Naturally, we can add more code and devise a neat strategy to address that issue. We could start tracking the previous page and add a comparison step; if the distance is more than one page, we are heading too far. Or we could add a completely separate page tracking mechanism to show which pages we’ve already visited.
Or again, we could move to Event Sourcing and start saving every simple valid operation that has happened:
BookAggregate(id, totalNumberOfPagesInTheBook){ // so by default
...
// on creation we want to know that a new book is available from an event perspective too
publish({
bookIsbnCode: this.id,
eventName:"BookAdded",
totalNumberOfPagesInTheBook: totalNumberOfPagesInTheBook,
pageNumber : this.currentPage, // we assumed before that the initial page is page 1
when: new Date().toISOString()
});
}
...
function moveToPage(pageNumber){
// previous implementation
...
// publishing the event 'MovedToPage' to track the page change to the parameter pageNumber
publish({
bookIsbnCode: this.id,
eventName:"MovedToPage",
pageNumber: pageNumber,
when: new Date().toISOString()
});
};We have now saved two simple events. They represent the whole composable status of the current BookAggregate instance. On top of that we have all the historical audit trail that lead to the current status.
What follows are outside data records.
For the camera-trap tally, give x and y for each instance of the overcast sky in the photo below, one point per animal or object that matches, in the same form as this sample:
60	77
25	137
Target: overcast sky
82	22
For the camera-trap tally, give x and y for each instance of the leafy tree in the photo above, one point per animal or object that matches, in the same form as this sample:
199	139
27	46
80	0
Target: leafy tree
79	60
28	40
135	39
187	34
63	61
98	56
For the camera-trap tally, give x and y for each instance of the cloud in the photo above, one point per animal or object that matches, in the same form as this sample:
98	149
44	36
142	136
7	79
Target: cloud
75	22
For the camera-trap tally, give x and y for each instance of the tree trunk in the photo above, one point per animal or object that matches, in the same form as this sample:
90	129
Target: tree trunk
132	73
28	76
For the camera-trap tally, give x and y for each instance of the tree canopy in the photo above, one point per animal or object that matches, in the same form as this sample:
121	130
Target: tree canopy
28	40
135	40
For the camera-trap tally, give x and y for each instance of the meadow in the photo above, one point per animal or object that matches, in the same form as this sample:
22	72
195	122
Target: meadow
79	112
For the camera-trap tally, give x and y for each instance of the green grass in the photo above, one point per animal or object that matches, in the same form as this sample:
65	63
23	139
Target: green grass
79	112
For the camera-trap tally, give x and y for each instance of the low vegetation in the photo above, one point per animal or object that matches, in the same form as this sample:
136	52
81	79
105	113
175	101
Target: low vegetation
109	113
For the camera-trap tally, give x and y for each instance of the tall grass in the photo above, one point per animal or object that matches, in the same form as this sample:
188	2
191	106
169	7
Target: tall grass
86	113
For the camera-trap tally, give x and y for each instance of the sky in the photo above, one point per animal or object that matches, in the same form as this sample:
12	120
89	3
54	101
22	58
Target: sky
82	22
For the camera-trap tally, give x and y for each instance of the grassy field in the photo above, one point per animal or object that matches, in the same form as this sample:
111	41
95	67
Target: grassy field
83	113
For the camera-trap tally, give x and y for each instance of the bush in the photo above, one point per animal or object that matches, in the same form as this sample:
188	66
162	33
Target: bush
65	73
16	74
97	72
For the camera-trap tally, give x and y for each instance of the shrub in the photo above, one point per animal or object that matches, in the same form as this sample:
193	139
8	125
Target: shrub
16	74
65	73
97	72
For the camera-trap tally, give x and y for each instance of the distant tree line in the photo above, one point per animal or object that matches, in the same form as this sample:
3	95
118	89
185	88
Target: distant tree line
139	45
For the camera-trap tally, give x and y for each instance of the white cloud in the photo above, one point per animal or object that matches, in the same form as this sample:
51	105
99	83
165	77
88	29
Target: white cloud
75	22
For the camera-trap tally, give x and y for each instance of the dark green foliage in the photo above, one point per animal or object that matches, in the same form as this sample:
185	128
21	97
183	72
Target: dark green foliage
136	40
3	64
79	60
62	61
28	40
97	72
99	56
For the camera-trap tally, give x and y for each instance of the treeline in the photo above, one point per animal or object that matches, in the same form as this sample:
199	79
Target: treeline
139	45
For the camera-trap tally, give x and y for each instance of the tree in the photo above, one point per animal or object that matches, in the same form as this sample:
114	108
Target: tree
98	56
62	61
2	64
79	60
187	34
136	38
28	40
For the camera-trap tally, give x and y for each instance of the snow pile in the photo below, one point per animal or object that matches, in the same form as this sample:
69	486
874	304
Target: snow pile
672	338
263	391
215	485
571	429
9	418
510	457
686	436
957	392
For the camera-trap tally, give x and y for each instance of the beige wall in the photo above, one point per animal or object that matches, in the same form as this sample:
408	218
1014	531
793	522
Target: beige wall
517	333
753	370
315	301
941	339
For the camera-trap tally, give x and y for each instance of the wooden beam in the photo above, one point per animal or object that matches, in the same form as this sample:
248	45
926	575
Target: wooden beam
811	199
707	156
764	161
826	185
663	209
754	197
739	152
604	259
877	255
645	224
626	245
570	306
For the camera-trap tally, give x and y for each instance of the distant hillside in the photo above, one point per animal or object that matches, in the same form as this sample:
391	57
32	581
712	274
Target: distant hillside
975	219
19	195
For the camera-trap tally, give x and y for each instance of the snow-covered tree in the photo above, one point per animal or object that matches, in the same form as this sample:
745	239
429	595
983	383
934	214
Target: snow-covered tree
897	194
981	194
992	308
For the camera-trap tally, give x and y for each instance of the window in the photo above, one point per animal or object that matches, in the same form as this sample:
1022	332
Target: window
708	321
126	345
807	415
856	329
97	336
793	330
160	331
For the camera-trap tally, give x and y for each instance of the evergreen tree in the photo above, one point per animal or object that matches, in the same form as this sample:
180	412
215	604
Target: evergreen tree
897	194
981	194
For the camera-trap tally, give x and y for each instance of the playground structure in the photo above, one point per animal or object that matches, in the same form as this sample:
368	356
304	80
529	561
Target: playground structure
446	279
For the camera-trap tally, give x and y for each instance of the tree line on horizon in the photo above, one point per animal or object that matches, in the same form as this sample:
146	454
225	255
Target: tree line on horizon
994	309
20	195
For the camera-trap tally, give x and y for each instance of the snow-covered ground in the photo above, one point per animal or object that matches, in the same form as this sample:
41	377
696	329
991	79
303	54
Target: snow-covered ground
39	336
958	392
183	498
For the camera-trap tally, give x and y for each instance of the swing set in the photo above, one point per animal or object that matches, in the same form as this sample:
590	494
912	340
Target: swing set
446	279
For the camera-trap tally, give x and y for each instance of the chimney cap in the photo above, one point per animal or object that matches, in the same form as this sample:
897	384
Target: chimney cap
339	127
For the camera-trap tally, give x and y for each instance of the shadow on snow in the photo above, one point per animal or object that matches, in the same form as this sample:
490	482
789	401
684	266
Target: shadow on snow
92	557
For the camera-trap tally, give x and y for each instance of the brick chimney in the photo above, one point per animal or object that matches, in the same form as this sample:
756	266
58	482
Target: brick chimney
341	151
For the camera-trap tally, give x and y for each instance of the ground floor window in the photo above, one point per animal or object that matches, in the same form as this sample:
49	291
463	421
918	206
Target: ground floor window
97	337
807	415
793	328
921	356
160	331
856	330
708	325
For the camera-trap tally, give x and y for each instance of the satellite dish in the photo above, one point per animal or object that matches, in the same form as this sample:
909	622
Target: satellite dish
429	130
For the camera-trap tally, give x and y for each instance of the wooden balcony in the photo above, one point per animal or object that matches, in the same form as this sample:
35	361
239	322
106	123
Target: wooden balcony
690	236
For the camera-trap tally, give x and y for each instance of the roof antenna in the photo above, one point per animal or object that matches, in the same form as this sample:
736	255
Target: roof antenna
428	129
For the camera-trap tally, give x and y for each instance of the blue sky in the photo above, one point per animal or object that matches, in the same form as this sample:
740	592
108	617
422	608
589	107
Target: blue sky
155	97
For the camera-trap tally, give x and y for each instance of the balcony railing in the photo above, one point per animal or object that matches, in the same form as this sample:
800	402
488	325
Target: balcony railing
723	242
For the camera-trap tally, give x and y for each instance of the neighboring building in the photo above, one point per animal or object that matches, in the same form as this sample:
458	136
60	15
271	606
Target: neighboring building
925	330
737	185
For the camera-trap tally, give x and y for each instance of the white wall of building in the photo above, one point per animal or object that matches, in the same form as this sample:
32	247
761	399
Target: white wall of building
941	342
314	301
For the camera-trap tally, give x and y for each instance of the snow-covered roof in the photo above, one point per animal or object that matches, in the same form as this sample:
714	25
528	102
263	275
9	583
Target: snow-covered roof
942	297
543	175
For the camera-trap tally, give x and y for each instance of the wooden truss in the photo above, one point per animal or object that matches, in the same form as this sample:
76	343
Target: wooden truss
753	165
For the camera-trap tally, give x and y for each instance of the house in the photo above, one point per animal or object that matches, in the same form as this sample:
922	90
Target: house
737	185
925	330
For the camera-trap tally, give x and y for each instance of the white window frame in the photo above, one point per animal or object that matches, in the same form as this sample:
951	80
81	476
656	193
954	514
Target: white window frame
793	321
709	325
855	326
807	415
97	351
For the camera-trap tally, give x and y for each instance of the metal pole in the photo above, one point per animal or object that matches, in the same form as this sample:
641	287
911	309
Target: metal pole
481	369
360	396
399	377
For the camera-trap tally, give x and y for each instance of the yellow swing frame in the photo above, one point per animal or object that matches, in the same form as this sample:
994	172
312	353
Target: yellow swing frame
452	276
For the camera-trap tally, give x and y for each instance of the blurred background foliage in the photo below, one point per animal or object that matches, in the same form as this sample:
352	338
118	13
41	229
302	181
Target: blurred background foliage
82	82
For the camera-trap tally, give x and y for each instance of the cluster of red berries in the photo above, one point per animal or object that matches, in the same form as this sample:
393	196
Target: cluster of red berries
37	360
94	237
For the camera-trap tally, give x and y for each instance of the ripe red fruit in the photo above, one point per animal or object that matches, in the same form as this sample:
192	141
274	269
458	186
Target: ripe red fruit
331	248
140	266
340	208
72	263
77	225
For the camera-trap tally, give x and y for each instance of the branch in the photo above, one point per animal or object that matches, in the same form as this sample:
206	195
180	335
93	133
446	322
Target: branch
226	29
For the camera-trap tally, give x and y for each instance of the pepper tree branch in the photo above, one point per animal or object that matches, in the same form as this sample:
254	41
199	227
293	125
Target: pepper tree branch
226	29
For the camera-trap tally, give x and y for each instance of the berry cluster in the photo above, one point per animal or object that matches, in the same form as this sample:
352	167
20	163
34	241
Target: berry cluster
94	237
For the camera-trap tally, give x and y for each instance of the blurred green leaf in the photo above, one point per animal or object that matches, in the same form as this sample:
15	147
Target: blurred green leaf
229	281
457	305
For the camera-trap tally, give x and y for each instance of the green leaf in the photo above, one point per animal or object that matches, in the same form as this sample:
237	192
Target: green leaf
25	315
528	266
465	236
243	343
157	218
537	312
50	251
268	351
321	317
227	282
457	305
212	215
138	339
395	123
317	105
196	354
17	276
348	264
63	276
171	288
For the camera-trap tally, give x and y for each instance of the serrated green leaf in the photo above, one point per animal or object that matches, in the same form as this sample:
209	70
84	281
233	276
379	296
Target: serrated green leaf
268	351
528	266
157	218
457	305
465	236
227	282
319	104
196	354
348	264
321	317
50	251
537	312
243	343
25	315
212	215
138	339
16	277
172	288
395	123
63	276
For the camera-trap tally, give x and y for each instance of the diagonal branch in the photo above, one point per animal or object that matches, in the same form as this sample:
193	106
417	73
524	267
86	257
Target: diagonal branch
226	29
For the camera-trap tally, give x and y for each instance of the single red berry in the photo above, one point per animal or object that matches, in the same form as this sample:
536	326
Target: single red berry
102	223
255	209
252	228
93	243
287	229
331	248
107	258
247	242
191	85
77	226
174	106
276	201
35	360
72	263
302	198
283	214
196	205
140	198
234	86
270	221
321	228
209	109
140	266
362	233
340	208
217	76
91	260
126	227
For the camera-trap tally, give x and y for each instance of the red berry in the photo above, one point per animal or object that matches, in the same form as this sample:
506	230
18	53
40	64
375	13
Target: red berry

What would these events look like then? Here’s a first guess:
{
bookIsbnCode: "1234-0987",
eventName:"BookAdded",
totalNumberOfPagesInTheBook: 345,
pageNumber: 1,
when: "2016-01-01T22:21:40.806Z"
}
// then, moving to page 3
{
bookIsbnCode: "1234-0987",
eventName:"MovedToPage",
pageNumber: 3,
when: "2016-01-04T10:27:26.942Z"
}
// then again, moving to page 4
{
bookIsbnCode: "1234-0987",
eventName:"MovedToPage",
pageNumber: 4,
when: "2016-01-06T15:04:34.347Z"
}Given these simple set of events it’s easy to figure out if page was skipped. We could also answer questions like: “what page was I reading on 5th January?”, “Had I read page 24 on a given date?” or “How many pages on average do I read in a week?”.
This higher flexibility comes at a cost, and it is not cheap.